Pero, sobre todo, a quien deja fuera es a Dickens.
Charles Dickens |
Nadie como Dickens ha sabido dar reflejo literario a la estratificación social del Londres victoriano y a las consecuencias del orden económico impuesto por el primer capitalismo; y lo reflejó mediante el escepticismo ante la fachada de respetabilidad de la familia burguesa y la identificación emocional con el hombre (y la mujer) común, sobre todo con los más humildes, con los que se mueven en los márgenes del sistema, con sus víctimas.
Y ahora, por fin, vamos con Capital, de John Lanchester.
Portada de la edición original de "Capital" |
Capital es una de esas novelas con vocación de ser el retrato literario de un lugar y una época, proporcionando una imagen caleidoscópica de la misma mediante muchas historias entrelazadas; algo parecido a lo que hicieron John Dos Passos con Manhattan Transfer, Joseph Roth con Hotel Savoy, Carlos Fuentes con La región más transparente y, recientemente, Guillermo Saccomanno con Cámara Gesell.
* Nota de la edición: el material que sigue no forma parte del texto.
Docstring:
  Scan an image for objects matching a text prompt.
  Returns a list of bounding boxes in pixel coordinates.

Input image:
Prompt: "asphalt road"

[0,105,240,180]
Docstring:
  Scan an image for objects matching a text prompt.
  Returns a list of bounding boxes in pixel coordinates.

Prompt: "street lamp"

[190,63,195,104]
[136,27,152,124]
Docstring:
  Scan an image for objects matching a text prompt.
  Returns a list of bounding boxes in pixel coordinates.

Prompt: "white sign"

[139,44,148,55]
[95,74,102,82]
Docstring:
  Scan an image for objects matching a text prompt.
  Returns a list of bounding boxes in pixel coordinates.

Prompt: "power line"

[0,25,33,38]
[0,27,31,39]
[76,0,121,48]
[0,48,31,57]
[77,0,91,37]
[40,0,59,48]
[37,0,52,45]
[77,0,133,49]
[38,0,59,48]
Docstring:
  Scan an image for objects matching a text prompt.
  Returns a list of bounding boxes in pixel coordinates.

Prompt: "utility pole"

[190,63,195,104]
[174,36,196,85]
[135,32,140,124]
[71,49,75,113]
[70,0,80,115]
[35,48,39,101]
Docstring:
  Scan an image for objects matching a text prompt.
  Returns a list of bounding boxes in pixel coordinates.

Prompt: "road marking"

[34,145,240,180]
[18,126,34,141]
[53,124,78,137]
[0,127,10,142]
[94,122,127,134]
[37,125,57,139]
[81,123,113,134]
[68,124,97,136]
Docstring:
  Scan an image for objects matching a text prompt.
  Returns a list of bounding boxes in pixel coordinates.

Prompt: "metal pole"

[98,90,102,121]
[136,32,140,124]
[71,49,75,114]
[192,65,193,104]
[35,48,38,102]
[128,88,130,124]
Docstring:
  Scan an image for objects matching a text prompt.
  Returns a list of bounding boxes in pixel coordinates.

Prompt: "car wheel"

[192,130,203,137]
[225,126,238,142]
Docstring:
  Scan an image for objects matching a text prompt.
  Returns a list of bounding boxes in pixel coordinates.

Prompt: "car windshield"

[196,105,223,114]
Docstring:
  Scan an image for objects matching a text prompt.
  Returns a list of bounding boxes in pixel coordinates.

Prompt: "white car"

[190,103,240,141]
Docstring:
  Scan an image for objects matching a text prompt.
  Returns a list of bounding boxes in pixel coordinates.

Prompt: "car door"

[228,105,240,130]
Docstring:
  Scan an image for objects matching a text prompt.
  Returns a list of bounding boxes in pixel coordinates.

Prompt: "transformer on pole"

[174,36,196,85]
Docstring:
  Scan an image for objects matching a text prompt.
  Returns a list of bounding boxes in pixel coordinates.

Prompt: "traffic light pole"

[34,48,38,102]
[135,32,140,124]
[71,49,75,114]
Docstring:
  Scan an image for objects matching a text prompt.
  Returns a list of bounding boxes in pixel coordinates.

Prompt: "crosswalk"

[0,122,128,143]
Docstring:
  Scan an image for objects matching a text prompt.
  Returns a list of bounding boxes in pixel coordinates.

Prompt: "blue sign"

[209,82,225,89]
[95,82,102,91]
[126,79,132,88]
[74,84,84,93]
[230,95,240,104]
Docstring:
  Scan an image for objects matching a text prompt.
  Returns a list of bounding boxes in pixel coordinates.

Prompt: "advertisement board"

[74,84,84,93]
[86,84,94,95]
Pero, sobre todo, algo muy parecido a lo que hizo Dickens con toda su obra. Capital es una novela destinada a ocupar un lugar de honor en la historia de la literatura del siglo XXI; esa historia en la que el recuerdo de Agustín Fernández-Mallo y, probablemente, el de Enrique Vila-Matas serán, como mucho, sendas anécdotas a pie de página.